Millions of Quality Years Lost to Knee Osteoarthritis


About 4 million quality-adjusted life years (QALYs) are lost due to knee osteoarthritis (OA), according to research funded in part by the Arthritis Foundation. The majority of this loss will be felt by people who are obese and diagnosed with knee OA.

Epidemiology Basics

Quality-adjusted life years: A way of measuring disease burden, including both the quality and the quantity of life lived. Each year in a person’s life is assigned a value of 1.0 for perfect health down to a value of 0 for death. Take, for example, a completely healthy person whose life expectancy is 10 years. If that person develops a disease or disability that brings his quality of life value down from a 1.0 to a 0.7, that person’s QALY would be 7 years. The person may live for the full 10 years, but his quality of life would have been reduced by 3 years.


A group of researchers from various universities around the country used National Health and Nutrition Examination Survey III (NHANES III) data to estimate the number of people age 60 years or older in the United States in the following categories: 1) no knee OA and no obesity; 2) symptomatic knee OA and no obesity; and 3) symptomatic knee OA and obesity.
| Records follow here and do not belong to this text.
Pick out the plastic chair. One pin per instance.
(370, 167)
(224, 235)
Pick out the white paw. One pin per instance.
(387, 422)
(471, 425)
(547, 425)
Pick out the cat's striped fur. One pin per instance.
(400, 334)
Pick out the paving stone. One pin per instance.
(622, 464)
The team then took that information and used a validated computer model of the natural history of knee OA and OA progression to estimate the impact of the disease on those people’s lives.

The researchers estimated that a 68-year-old individual without knee OA who is not obese is expected to have a life expectancy of 10.57 years. A person with knee OA who is not obese would have a quality-adjusted life expectancy of 9.96 years (a reduction of 0.61 year). An obese person with knee OA would have a quality-adjusted life expectancy of 8.35 years (a reduction of 2.22 years).
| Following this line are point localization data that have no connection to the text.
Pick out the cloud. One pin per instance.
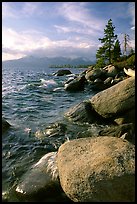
(131, 10)
(78, 12)
(31, 42)
(7, 10)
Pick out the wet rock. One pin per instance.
(76, 84)
(115, 100)
(98, 169)
(5, 125)
(83, 112)
(41, 181)
(119, 130)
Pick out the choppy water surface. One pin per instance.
(31, 100)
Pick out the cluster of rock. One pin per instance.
(90, 167)
(97, 79)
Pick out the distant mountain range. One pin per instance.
(35, 62)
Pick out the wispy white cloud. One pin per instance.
(31, 42)
(131, 10)
(7, 10)
(77, 12)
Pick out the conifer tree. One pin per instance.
(116, 51)
(104, 53)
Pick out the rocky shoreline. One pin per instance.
(97, 162)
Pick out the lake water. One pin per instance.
(31, 100)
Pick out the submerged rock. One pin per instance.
(115, 100)
(98, 169)
(41, 181)
(62, 72)
(5, 125)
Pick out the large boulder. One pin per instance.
(111, 70)
(83, 112)
(40, 180)
(93, 74)
(76, 84)
(100, 169)
(116, 99)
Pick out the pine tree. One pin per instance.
(116, 51)
(105, 52)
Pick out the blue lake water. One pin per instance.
(31, 100)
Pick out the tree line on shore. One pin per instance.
(110, 51)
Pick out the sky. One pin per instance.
(66, 29)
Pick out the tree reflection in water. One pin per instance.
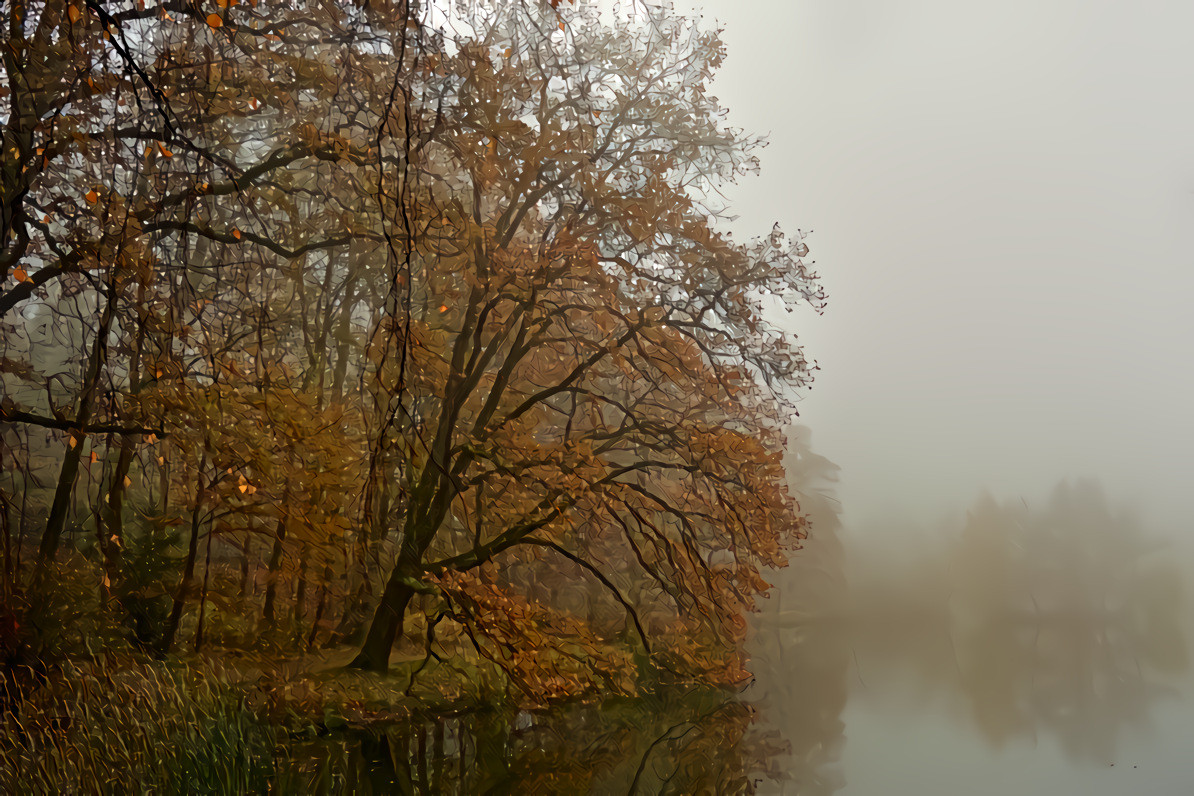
(1065, 621)
(677, 744)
Expanding that individual adjustment to the US population of persons greater than 60 years of age affected by symptomatic knee OA will rob healthy-weight Americans of approximately 1.4 million QALYs and it will rob obese Americans of approximately 2.5 million QALYs.

Lead author and Arthritis Foundation grant recipient, Elena Losina, PhD, says, “Substantial QALY losses due to knee OA and obesity underscore the importance of assessing quality of life in interventions focused on reducing the burden of knee OA and adding obesity control to management of patients with knee OA. Focused research is needed to develop effective long-term weight control interventions for persons affected by knee OA.”

Losina E, et al. Millions of quality-adjusted life years lost due to knee osteoarthritis (OA) in the US elderly population: the role of obesity. Abstract presented at American College of Rheumatology Annual Scientific Meeting. San Francisco, October 25-29, 2008.